In short no. A lot of the ways of handling sleep are kinda staple for a good doubles team anyway. Strategies such as Taunt were employed long before sleep turned up. I would argue sleep is just another new viable aspect of the metagame albeit an inconsistent one. I've found that multiple teambuilding philosophies are still viable in the meta with both Hyper Offense and Goodstuff still working fine for me. I trust Nollan and his judgement on TR still being viable though I am yet to use it myself.
  • Does it restrain teambuilding too much? How much preparation does a team require to combat sleep?
As I said in the above point, sleep is handled in a similar way to many of the other strategies you see in doubles anyway so I don't think this is a huge issue. There are a couple of countermeasures that are handy to take against sleep, a grass type comes in really handy and I've found that Skymin puts in some good work against some of the more common setters thanks to that Flying-type STAB.
  • Does Sleep limit or increase diversity of the metagame?
I hasten to say that it makes the metagame more diverse but I don't think it limits it by any stretch of the word. If anything I expect to see an increase in sleep users and a decrease in common TR mons, the rest of the meta should stay the same. As the sleep meta re-establishes itself I expect to see a rise in the amount of TR teams as people begin to experiment and see what's what.
  • Does Sleep have an overall positive/neutral/negative impact to the Doubles metagame? How does Sleep affect the metagame?
Neutral imo, lazy post but I kinda worked this into everything else so shadup :<
  • Is there any opportunity cost in using Sleep?
Yes is the simple answer. If a player is prepared, odds are you have a deadweight mon, sorry YJ but Jumpluff is kinda lame if you can't sleep stuff. A lot of the other common sleep inducers don't have a great offensive presence in my opinion. Stuff like ChloroSaur doesn't really cut it in terms offense, Breloom is the closest one to good but even then I feel it falls just short due to it's lackluster speed and kinda lame coverage.
  • What are the different checks or counter strategies to combat sleep?
Safeguard, Fake Out, Taunt, Safety Goggles, TALONFLAME, Grass-types, Skymin.
  • Are there any suspects independent of Sleep that you want to raise attention to the council?
Yeah, ban Protect, Cresselia and spread moves please.
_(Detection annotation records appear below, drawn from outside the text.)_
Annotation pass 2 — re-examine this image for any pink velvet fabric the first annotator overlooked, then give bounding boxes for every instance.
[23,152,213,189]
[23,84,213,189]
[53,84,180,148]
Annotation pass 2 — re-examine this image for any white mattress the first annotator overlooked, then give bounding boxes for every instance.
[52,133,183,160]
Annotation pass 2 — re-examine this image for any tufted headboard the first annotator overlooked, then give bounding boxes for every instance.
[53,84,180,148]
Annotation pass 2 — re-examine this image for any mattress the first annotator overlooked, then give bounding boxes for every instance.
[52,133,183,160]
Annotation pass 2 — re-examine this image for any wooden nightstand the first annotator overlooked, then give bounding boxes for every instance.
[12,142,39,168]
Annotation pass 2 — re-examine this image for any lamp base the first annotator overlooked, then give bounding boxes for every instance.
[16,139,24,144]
Reposting this because I think it's important, input pls.
I'm wary that removing sleep clause could have a negative effect on the playerbase of doubles, there is a possibility that players of a low skill level may not know how to effectively prepare for sleep and this could lead to people not wanting to continue with playing doubles. A lot of you don't really go in the doubles room but I've seen countless occasions where people have complained about sleep and want sleep clause to be reinstated. I'm unsure whether alienating a chunk of the playerbase is a good idea just because the #metagamepros think it's OK.
 

Ash Borer

I've heard they're short of room in hell
sleep
  • Is Sleep broken/too powerful or simply another viable aspect of Pokemon? Is it overcentralizing?
To me, sleep has not be broken in the slighest. Lum / Safety goggle lures, simple protect + target sleep user tactics, grass types, safe guard, taunt, poor accuracy of sleep moves, poor consistency of turns sleeping, and many other factors offer sufficient counterplay to sleep spam. After playing against, observing and play with sleep inducing pokemon, at no point did I find sleep spamming to be overly effective.
  • Does it restrain teambuilding too much? How much preparation does a team require to combat sleep?
Teambuilding restriction is barely noticeable. Carrying a grass type is a good idea, perhaps a stray lum, or safety goggles on a poke that counters a wide number of sleep users (talonflame @ safety goggles new meta), a fast taunt user, safegard or more might be a good idea to carry, but even completely unprepared teams I found were able to play with sleep and not get bowled over
  • Does Sleep limit or increase diversity of the metagame?
I'd say it increases. On one hand more items become viable, and a number of pokemon, like jumpluff become more viable. At the same time carrying a grass type, or something might be more necessary limiting diversity. OVerall the net effect hasnt been too apparent
  • Does Sleep have an overall positive/neutral/negative impact to the Doubles metagame? How does Sleep affect the metagame?
In my opinion it's positive. Sleep tactics are a simply another method of victory on top of what already exists. Lack of sleep clause doesnt really make anything unviable
  • Is there any opportunity cost in using Sleep?
Certainly. The pokemon required to use that have passable sleeping moves are limited, some are kind of poor outside sleep induction. When I tried to use umpluff I found my team missed the offensive presence that team slot once provided. Further still wide lens is a very useful item for inducing sleep, I tried my hand at wide lens darkrai because darkrai is a pokemon with a wide movepool, and good stats who would be really great at putting shit to sleep if hypnosis didnt miss nearly half the time. Not only was its accuracy still pretty damn poor, missing the moveslot for coverage and the itemslot for power was a huge cost, not even worth it in most cases. These kinds of things ust make me feel as if sleep is balanced.
  • What are the different checks or counter strategies to combat sleep?
Lum lures (my jumpluff was defeated quite easily by a lum volcarona in one of my matches, I had to sleep powder it because it would have killed umpluff with a fire move should I slept the other pokemon), safety goggles, safeguard, aromatherapy after sleep inducers are gone, fast substitutes, sleep talk users, fast taunts, simple protect + sleep targeting, grass types, and all kinds of already existing viable tactics can be used to disrupt sleep use. There's probably a viable insomnia user out there too :]
  • Are there any suspects independent of Sleep that you want to raise attention to the council?
Last round I brought up looking at ubers to be played instandard play to see what would happen. Most players thought this was mad. Now that the "drop an uber" tour is in its final round, what did players think of these ubers? Were they over centralizing and overpowering? Just wondering :]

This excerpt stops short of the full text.